The concept of "SLED" TV technology is not new, Sony offered a few TV models several years ago that used a similar approach, but were discontinued. It appears this new version may be more refined. SPD is the company that developed the current version of SLED technology in partnership with India-based brand Realme.

SLED TVs are currently marketed Realme and are available primarily in India and other select markets. There is no word if this LCD TV technology variation will become available in the U.S. 

Check out a more detailed analysis on how SLED stacks up against QLED and OLED at this point. 

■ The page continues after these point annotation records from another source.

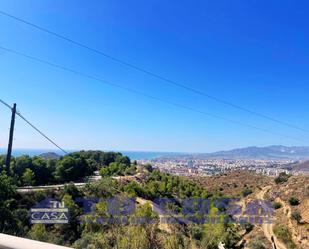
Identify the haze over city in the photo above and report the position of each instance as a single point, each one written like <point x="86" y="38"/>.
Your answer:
<point x="249" y="54"/>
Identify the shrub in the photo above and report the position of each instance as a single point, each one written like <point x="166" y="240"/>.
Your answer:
<point x="283" y="177"/>
<point x="246" y="192"/>
<point x="283" y="233"/>
<point x="256" y="244"/>
<point x="277" y="205"/>
<point x="294" y="201"/>
<point x="296" y="216"/>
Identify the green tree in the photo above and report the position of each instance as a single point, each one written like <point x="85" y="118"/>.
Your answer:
<point x="294" y="201"/>
<point x="28" y="177"/>
<point x="296" y="216"/>
<point x="283" y="177"/>
<point x="38" y="232"/>
<point x="7" y="193"/>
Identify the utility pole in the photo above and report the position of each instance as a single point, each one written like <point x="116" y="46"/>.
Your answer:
<point x="9" y="153"/>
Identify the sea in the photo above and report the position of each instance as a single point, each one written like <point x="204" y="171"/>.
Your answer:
<point x="133" y="155"/>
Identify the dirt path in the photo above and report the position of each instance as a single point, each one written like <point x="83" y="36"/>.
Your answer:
<point x="268" y="227"/>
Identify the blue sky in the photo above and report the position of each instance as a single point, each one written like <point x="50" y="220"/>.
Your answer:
<point x="251" y="53"/>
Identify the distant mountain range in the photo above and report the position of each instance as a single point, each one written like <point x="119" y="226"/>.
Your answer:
<point x="270" y="152"/>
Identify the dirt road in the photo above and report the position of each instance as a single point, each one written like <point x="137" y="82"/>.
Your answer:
<point x="268" y="227"/>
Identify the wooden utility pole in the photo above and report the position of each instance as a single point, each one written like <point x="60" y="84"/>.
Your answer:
<point x="9" y="153"/>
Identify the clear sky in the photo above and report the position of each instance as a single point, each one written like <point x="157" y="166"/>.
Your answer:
<point x="251" y="53"/>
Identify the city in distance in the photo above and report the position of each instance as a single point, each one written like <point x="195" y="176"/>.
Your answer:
<point x="169" y="124"/>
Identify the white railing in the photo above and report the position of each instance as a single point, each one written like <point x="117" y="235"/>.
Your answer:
<point x="12" y="242"/>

Complimentary TV Technologies

In addition to advancements in screen display technology, there are also continued refinements that further support TV performance. These include wider adoption of:

  • HDMI ver 2.1: After several delays and limited implementation, for 2021 going forward, you will see more features of HDMI ver 2.1 implemented across most TV models. This includes wider bandwidth and transfer speed (up 48 GBps) to 8K resolution, 4K/120 fps, and VRR (Variable Refresh Rate) for improved gaming. HDMI eARC is also included for access to more audio formats. 
  • ATSC 3.0/Next Gen TV: More local TV stations will adopt this new digital TV broadcast standard and more TVs will feature built-in tuners for receiving the broadcasts and services that specific TV makers choose to offer within the ATSC 3.0/Next Gen TV platform, such as 4K resolution, multiple 1080p sub-channels, enhanced emergency broadcast services, and content tie-ends with internet services. 
  • Streaming: Currently, there is no single streaming platform that offers all possible apps, but, as streaming demand continues, more TV brands will offer an increasing number of free and subscription streaming services.
  • Voice Control Options: The trend of TV compatibility with Alexa, Google Assistant, and other control systems will continue and expand to lesser expensive models. 
  • Wireless Audio: Expansion of TV audio connectivity to wireless audio systems using platforms such as WiSA. Wireless capability may be built-in or accessed through a plug-in dongle and/or apps such as Roku TV Ready™ and Enclave Audio CineSync.